Moreover, we might need to have distance filtering, like: having interests in only places within 100km of location id=1.

mysql> SELECT
    ->     z.id, z.zipcode,
    ->     6373 * ACOS(
    ->         COS( RADIANS(z.lat) )
    ->         * COS( RADIANS( 53.23746 ) )
    ->         * COS( RADIANS( 11.87077 ) - RADIANS(z.lon) )
    ->         + SIN( RADIANS(z.lat) )
    ->         * SIN( RADIANS( 53.23746 ) )
    ->     ) AS distance
    -> FROM zip_coordinates z
    -> HAVING distance <= 100
    -> ;
+----+---------+--------------------+
| id | zipcode | distance           |
+----+---------+--------------------+
|  6 | 19294   |  35.09071017216436 |
|  7 | 19395   |   32.0921683608484 |
|  9 | 38486   |  89.71485884768443 |
| 13 | 19073   |  54.29949454514148 |
| 22 | 19071   | 63.403835501415756 |
| 27 | 17179   |  98.49471994784525 |
| 55 | 17039   |  99.14371334332706 |
| 63 | 23909   |  91.56830035985475 |
| 77 | 23968   |  83.36517472817539 |
| 88 | 39606   |  53.31920344352124 |
| .. | .....   |  ................. |
+----+---------+--------------------+
1715 rows in set (0.02 sec)

The filtering is being done right, but we need some kind of ordering from nearest to the farthest locations.
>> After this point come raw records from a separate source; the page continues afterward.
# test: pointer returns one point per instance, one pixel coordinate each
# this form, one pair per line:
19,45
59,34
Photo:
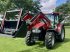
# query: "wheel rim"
62,36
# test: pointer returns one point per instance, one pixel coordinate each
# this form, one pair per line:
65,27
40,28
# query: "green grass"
18,45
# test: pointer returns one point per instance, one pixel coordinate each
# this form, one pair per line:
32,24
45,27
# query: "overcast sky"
50,5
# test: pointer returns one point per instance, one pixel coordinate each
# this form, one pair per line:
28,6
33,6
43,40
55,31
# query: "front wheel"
29,39
49,40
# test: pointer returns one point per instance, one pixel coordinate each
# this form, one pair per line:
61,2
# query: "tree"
30,5
64,8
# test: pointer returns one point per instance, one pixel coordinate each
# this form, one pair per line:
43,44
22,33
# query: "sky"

So the query becomes:

mysql> SELECT
    ->     z.id, z.zipcode,
    ->     6373 * ACOS(
    ->         COS( RADIANS(z.lat) )
    ->         * COS( RADIANS( 53.23746 ) )
    ->         * COS( RADIANS( 11.87077 ) - RADIANS(z.lon) )
    ->         + SIN( RADIANS(z.lat) )
    ->         * SIN( RADIANS( 53.23746 ) )
    ->     ) AS distance
    -> FROM zip_coordinates z
    -> HAVING distance <= 100
    -> ORDER BY distance ASC
    -> ;
+-------+---------+--------------------+
| id    | zipcode | distance           |
+-------+---------+--------------------+
|  3835 | 19348   |  2.856191974267735 |
|   320 | 19372   | 4.7365965470299285 |
|   319 | 19300   | 4.7365965470299285 |
| 10723 | 19357   |  5.925404642212945 |
| 17053 | 19348   |  6.415856404417635 |
|  2465 | 19357   |   7.03089922544295 |
|  9655 | 19357   |  7.392084823674285 |
| 15575 | 19372   | 7.5748574148953995 |
|  6137 | 19348   |  8.505292617218123 |
| 12922 | 19357   |   9.15148868821331 |
| ..... | ....    | ...................|
+-------+---------+--------------------+
1715 rows in set (0.03 sec)

You can also provide the paging feature with LIMIT.

mysql> SELECT
    ->     z.id, z.zipcode,
    ->     6373 * ACOS(
    ->         COS( RADIANS(z.lat) )
    ->         * COS( RADIANS( 53.23746 ) )
    ->         * COS( RADIANS( 11.87077 ) - RADIANS(z.lon) )
    ->         + SIN( RADIANS(z.lat) )
    ->         * SIN( RADIANS( 53.23746 ) )
    ->     ) AS distance
    -> FROM zip_coordinates z
    -> HAVING distance <= 100
    -> ORDER BY distance ASC
    -> LIMIT 1, 10
    -> ;
+-------+---------+--------------------+
| id    | zipcode | distance           |
+-------+---------+--------------------+
|  3835 | 19348   |  2.856191974267735 |
|   320 | 19372   | 4.7365965470299285 |
|   319 | 19300   | 4.7365965470299285 |
| 10723 | 19357   |  5.925404642212945 |
| 17053 | 19348   |  6.415856404417635 |
|  2465 | 19357   |   7.03089922544295 |
|  9655 | 19357   |  7.392084823674285 |
| 15575 | 19372   | 7.5748574148953995 |
|  6137 | 19348   |  8.505292617218123 |
| 12922 | 19357   |   9.15148868821331 |
+-------+---------+--------------------+
10 rows in set (0.02 sec)

There you go, with power of database SQL, we can compute user distance in a very easy way.

Conclusion

You don’t need to use any extra functionality in order to compute and measure user distance in MySQL. It is already there with making use of some mathematic formulas.

Hope this article give you some ideas about geographic computation using MySQL.